The shallow angle of attack that this type of swing produces helps the sole of the club slide under the ball. That means solid contact and more backspin so you can control the rollout. —with Roger Schiffman
LESS WRIST HINGE
Keep the clubhead low to the ground going back by limiting wrist hinge. The shaft stays in line with your wrists and arms (above). You're using a shorter swing, so you need to create speed at impact from another source: the bigger muscles.
Babe Ruth once said: "Small muscles choke; big muscles react." Feel your arms and body rotate through together.

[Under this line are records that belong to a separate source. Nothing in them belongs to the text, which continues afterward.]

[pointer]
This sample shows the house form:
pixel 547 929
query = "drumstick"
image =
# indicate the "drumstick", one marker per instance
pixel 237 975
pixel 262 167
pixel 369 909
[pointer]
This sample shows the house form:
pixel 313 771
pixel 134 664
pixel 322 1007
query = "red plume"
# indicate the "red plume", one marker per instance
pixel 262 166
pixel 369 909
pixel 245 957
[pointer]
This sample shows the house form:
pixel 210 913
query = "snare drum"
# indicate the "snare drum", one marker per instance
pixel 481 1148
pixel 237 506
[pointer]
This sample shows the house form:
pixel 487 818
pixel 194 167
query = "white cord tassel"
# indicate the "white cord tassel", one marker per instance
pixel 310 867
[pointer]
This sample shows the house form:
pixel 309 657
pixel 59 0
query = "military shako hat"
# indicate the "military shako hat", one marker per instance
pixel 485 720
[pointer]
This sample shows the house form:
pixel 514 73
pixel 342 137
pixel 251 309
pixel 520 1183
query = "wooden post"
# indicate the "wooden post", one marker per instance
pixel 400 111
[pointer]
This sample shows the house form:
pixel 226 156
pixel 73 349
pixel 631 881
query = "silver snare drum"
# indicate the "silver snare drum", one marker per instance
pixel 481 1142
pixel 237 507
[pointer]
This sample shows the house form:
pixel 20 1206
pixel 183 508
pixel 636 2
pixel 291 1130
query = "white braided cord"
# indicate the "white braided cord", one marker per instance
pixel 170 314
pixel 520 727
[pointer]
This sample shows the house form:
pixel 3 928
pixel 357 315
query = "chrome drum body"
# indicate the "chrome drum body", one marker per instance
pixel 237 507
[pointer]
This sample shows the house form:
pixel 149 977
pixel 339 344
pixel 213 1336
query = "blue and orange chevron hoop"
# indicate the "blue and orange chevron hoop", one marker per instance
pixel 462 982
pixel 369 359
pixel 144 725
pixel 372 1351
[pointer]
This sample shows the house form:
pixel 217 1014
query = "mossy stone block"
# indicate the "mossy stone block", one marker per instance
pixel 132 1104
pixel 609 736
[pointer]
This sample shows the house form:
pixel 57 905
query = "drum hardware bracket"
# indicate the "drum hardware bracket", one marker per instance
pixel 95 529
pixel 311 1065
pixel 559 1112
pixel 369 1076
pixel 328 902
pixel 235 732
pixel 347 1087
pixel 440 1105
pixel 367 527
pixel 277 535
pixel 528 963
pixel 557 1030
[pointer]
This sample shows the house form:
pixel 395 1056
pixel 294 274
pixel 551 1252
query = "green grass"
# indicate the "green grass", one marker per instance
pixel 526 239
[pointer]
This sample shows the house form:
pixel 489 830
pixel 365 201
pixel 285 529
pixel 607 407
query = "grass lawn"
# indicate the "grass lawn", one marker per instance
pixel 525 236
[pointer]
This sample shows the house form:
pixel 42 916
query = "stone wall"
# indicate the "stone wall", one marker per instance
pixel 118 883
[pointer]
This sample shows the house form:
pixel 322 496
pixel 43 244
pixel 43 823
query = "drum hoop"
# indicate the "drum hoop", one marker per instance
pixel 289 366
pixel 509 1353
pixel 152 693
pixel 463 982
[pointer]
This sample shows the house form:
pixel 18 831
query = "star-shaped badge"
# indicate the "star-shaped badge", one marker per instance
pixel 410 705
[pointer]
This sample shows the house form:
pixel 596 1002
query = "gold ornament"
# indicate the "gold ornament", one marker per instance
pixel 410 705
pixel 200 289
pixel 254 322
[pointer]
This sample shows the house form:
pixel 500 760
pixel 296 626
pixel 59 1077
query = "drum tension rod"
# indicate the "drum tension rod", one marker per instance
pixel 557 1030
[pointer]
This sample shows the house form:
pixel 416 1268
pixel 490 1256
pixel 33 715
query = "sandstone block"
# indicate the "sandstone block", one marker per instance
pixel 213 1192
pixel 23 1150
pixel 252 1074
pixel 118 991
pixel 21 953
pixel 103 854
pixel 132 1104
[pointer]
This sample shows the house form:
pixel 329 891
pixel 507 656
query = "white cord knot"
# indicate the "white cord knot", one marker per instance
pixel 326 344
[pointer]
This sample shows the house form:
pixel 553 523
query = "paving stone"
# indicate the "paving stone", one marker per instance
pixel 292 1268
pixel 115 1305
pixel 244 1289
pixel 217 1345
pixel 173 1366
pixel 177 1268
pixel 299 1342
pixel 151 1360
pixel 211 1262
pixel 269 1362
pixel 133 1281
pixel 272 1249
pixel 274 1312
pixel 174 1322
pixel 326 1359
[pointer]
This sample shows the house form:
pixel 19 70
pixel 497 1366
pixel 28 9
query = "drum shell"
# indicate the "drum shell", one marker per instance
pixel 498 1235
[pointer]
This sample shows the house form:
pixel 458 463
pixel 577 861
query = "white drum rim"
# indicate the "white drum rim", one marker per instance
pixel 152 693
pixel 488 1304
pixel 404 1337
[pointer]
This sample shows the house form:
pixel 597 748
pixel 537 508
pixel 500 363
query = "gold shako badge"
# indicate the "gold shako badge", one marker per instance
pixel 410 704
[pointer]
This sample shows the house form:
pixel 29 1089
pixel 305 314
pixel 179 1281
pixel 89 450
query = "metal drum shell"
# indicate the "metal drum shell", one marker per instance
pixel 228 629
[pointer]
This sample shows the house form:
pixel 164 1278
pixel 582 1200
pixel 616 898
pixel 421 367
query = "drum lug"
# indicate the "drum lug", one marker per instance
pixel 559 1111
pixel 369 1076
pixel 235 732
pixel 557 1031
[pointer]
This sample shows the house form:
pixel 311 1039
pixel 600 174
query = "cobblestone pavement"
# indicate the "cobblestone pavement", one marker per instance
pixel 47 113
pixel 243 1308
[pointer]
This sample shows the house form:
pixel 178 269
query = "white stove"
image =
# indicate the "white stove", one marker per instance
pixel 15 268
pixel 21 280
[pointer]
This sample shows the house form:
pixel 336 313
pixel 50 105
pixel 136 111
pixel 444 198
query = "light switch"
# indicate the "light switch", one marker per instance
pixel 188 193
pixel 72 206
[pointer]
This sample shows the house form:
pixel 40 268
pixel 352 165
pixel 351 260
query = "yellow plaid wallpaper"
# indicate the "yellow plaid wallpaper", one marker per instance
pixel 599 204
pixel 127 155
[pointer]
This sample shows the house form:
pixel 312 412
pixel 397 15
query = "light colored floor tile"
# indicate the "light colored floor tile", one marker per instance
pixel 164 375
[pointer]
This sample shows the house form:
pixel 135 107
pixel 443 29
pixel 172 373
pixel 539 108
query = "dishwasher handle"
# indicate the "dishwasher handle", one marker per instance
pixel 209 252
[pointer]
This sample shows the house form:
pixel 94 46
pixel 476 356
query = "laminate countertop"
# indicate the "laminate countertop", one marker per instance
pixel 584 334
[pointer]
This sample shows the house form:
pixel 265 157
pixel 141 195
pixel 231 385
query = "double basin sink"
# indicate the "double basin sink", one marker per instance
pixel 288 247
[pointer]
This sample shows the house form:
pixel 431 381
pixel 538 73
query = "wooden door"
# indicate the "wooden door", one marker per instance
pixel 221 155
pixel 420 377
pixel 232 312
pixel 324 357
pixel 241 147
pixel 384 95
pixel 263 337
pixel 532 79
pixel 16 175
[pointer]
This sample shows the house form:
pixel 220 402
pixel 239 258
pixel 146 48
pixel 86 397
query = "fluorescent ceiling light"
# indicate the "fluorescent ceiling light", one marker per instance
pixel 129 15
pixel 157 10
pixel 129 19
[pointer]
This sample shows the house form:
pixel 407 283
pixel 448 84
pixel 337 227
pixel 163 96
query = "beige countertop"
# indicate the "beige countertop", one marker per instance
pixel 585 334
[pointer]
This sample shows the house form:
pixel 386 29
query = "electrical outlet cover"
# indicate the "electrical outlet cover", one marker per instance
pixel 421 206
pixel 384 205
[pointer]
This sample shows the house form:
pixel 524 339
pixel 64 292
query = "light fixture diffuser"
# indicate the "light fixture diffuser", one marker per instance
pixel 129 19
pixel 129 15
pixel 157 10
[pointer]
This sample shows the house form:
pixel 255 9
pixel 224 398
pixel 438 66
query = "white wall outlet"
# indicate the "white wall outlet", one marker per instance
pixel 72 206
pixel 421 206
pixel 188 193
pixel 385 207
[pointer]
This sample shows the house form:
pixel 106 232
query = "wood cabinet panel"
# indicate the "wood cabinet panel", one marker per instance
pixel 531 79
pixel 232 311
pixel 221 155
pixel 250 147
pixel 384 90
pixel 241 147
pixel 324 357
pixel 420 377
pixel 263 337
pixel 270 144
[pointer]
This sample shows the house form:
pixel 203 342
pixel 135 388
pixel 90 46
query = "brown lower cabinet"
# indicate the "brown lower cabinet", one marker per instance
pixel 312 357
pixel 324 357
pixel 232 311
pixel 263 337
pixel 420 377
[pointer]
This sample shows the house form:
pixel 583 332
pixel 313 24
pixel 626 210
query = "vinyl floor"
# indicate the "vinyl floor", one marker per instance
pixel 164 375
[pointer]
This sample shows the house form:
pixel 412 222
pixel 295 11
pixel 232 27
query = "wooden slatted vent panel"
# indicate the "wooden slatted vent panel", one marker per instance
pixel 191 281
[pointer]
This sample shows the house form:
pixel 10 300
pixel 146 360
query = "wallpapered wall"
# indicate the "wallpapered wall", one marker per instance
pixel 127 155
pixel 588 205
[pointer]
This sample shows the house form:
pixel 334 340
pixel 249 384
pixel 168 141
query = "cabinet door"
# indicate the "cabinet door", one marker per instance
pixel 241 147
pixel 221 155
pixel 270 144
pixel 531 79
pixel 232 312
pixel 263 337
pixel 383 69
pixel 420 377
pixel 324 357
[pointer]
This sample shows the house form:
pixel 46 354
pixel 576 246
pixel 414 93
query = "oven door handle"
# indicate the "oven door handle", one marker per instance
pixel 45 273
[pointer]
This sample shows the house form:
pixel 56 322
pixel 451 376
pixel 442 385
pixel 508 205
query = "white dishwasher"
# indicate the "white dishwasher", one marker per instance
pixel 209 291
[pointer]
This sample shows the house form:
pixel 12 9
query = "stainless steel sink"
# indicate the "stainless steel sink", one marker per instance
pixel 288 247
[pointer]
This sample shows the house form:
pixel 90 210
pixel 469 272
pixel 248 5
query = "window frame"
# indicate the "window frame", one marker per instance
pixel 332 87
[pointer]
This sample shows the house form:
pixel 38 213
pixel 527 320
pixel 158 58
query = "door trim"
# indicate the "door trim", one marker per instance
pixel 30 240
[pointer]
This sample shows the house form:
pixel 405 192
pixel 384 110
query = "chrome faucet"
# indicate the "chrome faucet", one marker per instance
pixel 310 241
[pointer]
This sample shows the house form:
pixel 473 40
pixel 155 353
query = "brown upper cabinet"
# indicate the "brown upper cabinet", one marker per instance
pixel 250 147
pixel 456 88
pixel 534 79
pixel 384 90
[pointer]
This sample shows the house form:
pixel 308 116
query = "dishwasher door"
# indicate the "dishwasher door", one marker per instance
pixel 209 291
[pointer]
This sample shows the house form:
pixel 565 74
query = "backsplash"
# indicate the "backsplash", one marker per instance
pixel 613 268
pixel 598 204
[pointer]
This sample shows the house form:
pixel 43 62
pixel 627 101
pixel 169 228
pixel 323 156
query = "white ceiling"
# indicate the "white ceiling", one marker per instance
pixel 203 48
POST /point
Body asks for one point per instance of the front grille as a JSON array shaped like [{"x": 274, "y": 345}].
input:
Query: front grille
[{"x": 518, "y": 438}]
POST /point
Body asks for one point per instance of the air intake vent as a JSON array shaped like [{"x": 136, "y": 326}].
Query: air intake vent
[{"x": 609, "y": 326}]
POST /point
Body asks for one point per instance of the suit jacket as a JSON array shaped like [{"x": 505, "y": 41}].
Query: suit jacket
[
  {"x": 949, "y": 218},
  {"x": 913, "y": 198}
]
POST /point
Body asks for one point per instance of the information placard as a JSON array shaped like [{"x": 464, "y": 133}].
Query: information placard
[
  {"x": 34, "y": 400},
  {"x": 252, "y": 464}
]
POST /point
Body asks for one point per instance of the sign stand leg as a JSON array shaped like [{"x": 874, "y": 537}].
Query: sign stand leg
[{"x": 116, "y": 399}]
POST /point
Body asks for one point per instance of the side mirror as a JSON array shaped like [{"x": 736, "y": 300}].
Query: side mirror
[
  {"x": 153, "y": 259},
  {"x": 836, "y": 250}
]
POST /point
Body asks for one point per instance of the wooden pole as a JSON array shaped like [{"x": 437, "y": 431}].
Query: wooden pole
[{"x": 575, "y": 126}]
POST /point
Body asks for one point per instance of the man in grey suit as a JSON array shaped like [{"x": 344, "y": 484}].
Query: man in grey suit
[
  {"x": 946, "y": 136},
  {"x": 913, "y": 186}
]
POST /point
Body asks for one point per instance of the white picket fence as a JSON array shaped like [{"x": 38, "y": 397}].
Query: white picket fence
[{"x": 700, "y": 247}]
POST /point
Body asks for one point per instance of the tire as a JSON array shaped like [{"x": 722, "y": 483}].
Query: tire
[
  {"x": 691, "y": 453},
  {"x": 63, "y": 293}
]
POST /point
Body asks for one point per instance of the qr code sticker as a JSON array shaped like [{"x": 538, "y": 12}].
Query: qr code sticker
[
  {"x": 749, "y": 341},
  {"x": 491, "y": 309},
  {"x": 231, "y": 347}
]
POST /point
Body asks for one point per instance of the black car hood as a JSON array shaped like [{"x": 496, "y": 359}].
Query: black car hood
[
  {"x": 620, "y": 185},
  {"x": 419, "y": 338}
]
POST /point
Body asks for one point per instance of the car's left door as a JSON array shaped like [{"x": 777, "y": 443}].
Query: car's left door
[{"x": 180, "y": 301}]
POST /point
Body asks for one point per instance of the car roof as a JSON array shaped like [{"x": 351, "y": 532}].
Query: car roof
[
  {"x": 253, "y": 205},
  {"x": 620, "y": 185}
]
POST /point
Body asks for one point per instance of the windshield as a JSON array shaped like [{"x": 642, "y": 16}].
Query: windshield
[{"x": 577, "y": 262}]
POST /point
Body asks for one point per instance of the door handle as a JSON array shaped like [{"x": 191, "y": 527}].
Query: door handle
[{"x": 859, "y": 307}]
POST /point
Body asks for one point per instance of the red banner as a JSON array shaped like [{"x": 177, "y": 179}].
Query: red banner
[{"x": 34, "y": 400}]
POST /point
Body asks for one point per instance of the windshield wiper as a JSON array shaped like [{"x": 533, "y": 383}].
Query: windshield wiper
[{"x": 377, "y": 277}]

A good thought is, Lead shoulder turns back and up through impact (below). That prevents the club from digging and promotes clean contact. Also, let your eyes follow the ball out. Don't keep looking down.
LOW THROUGH, TOO
The clubhead should remain low to the ground after impact as well (below). Your stance should be narrow, and the feeling through the strike should be a dragging action, not a downward smash. This will help you impart backspin.
Try the Drag Drill. Take your setup, and set the clubhead several inches behind the ball and slightly to the inside. Then drag the club along the ground, into the ball, and to an abbreviated finish. You'll have to use your hips and upper body to rotate through. Hit pitches replicating that body action. You'll see better results fast.
Matt McLean is based at Fishers Island (N.Y.) Club and the Concession Golf Club, Bradenton, Fla.